De los precios nada sabía,
hablaba de la moneda de antes, aquella que ya no existía. Había perdido las proporciones de lo real y
lo ficticio, porque de tecnología nada entendía, mucho menos que su teléfono ya
no usara aquel espiral extensible que antes lo unía a una base inerte y
pesada.
El enterado pasaba por la vida,
pero la vida no pasaba por él. Se fue
haciendo mayor y ni de eso se dio cuenta, pues él seguía bailando las canciones
de antes. Su trabajo de vendedor en una
tienda de antigüedades favorecía su mundo circundante. Se conocía todas las bondades de los aparatos
más obsoletos y apreciaba la decoración añeja, que recomendaba a los buscadores
de tesoros depreciados.
Soltero se quedó, porque en su
anticuado mundo siempre resultaba el más solicitado entre las viudas abuelas
para quienes era un manjar muy apreciado.
Él quería una solterita, jovencita y bien bonita, pero es que las niñas
mozas los preferían menos anticuados, un poco más enterados.

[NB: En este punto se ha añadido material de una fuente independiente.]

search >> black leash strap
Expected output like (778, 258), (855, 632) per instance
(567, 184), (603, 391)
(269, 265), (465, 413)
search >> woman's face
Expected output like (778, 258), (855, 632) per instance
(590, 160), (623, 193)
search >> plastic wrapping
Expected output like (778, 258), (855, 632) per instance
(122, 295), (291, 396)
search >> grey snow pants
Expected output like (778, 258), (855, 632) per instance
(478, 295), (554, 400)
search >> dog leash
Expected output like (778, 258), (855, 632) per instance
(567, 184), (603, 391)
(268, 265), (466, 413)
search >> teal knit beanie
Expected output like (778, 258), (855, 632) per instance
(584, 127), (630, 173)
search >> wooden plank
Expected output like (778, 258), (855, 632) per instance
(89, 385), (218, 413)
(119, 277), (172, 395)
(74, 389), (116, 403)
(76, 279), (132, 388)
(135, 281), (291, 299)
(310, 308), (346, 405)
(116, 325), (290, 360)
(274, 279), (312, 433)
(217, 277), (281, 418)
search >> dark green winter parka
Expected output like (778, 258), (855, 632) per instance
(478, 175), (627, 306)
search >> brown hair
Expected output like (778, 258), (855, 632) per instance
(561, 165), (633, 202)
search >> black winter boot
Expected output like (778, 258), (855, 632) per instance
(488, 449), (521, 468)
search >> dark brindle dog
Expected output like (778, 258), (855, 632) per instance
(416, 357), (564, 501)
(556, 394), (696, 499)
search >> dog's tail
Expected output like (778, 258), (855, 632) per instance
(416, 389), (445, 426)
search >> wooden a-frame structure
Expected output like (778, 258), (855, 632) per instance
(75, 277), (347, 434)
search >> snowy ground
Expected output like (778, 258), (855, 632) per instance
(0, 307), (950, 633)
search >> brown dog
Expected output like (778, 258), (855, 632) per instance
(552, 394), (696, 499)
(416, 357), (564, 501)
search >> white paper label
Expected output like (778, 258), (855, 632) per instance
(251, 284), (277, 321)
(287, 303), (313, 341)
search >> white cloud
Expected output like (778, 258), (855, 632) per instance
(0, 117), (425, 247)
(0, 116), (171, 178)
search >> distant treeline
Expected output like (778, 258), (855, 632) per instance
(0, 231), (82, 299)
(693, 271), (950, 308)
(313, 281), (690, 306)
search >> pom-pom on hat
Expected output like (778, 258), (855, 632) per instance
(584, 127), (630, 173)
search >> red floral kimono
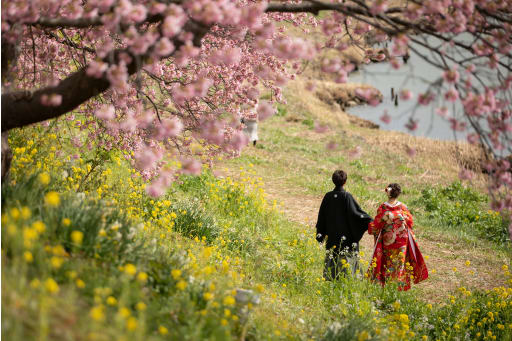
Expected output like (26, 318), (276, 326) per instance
(368, 202), (428, 290)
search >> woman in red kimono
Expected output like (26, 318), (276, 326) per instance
(368, 183), (428, 290)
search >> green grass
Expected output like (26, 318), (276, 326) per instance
(2, 88), (512, 340)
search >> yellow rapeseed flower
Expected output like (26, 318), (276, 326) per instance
(176, 280), (187, 290)
(50, 256), (64, 269)
(118, 307), (132, 318)
(89, 305), (105, 321)
(10, 207), (20, 220)
(137, 271), (148, 283)
(37, 173), (51, 186)
(71, 230), (84, 245)
(171, 269), (181, 280)
(222, 295), (235, 306)
(107, 296), (117, 305)
(158, 326), (169, 335)
(357, 330), (370, 341)
(135, 302), (147, 311)
(126, 316), (137, 331)
(21, 206), (32, 220)
(32, 220), (46, 233)
(23, 251), (34, 263)
(44, 191), (60, 207)
(124, 263), (137, 276)
(30, 278), (41, 289)
(44, 278), (59, 294)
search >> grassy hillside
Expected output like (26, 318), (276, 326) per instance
(2, 19), (512, 340)
(2, 84), (512, 340)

Los días se le pasaron y él ni
cuenta se dio. Se sintió el eterno jovenzuelo, que pasó y no dejó huellas, sus
huellas se estancaron en su juventud.
Allí quedó atrapado, soñando en su pasado con un tiempo que ya no
estaba.
Al enterado lo fueron a buscar un
día y se lo llevaron a otro mundo. Su
fin había llegado, pero él tampoco se había enterado. En su faz quedó dibujada la sonrisa que
siempre regalaba a las mozuelas que más le gustaban. Seguramente se sintió el galán de aquel
momento, cuando lo sacaron de su concentración en alguna canción anticuada y se
lo llevaron de la mano a conocer un nuevo espacio más allá de lo
acostumbrado. Tal vez confundió aquella
invitación con un despiste más de los suyos y feliz se fue abrazado de la mano
anfitriona de algún ángel encantado, que lo sacó de este mundo mientras él
permanecía como siempre, despistado, rodeado de sí mismo, desenterado.